Gli italiani che pagano il canone hanno il diritto di sapere come l’azienda spende miliardi di euro pubblici, però, devono sapere anche che viale Mazzini fa parte di un mercato aperto e le concorrenti sono private, tutte. Gli italiani che pagano il canone devono sapere lo stipendio (ingente) di Fabio Fazio (5,4 milioni di euro in tre anni), però, devono sapere anche il contributo in ascolti e pubblicità che Fazio garantisce a viale Mazzini. Gli italiani che pagano il canone devono sapere perché un investimento può valere decine di milioni (Crozza su Rai1, esempio), però, devono sapere anche le spese per le riprese esterne, per forniture, consulenze, appalti. Conoscere lo stipendio di Crozza o Fazio ciba la folla con un pezzo di carne viva, ma non serve a nulla: non risolve i problemi finanziari di viale Mazzini, che s’avvia a un debito superiore al mezzo miliardo di euro. Far passare il conto corrente di Littizzetto o Vespa nei titoli di coda è inutile quanto stupido. Cantare una canzone al Festival con Beppe Grillo, in segno di protesta per il contratto di Fazio, può essere divertente, se nel frattempo sul palco si sta esibendo un ex concorrente di Amici.
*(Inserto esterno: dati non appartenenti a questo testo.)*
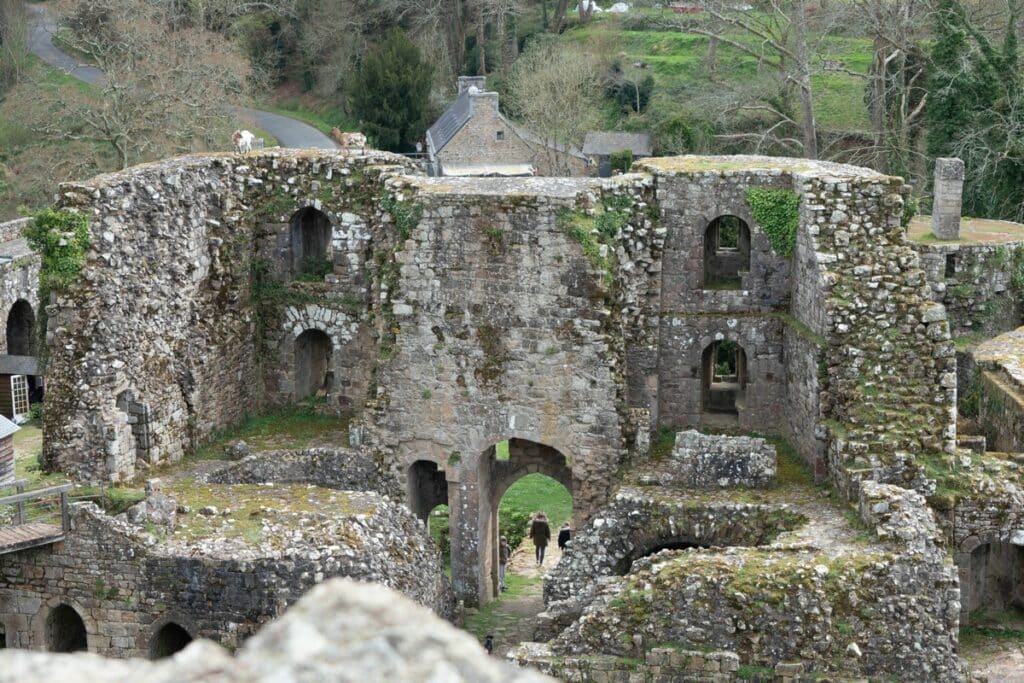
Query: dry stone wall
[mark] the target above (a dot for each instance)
(125, 583)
Per salvare la televisione pubblica, patrimonio culturale di ciascuno di noi, occorre trasparenza totale e controllo imparziale. Qualcuno che dica Fazio fa guadagnare 10 milioni di euro, ma forse – se s’abbassa l’ingaggio e non lo portano via – potremmo incassarne un paio di più. Ci vuole un comitato o un esperto che, assieme ai vertici cioè direttore generale e presidente, affronti qualsiasi ipotesi editoriale e contabile e lo faccia per tutelare gli abbonati: le scelte vanno motivate, non comunicate e basta.

E poi ci sarebbero le risorse per fare una trasmissione che non genera profitto perché il servizio pubblico non è profitto. Non può. Altrimenti privatizziamo la Rai, e addio. Ma siete pronti a correre il rischio di avere un nuovo Silvio Berlusconi con una nuova società multimediale? Il bene pubblico va difeso, migliorato, non abbattuto. Un politico fancazzista è casta se guadagna 12.000 euro, ma anche se ne guadagna 2.000.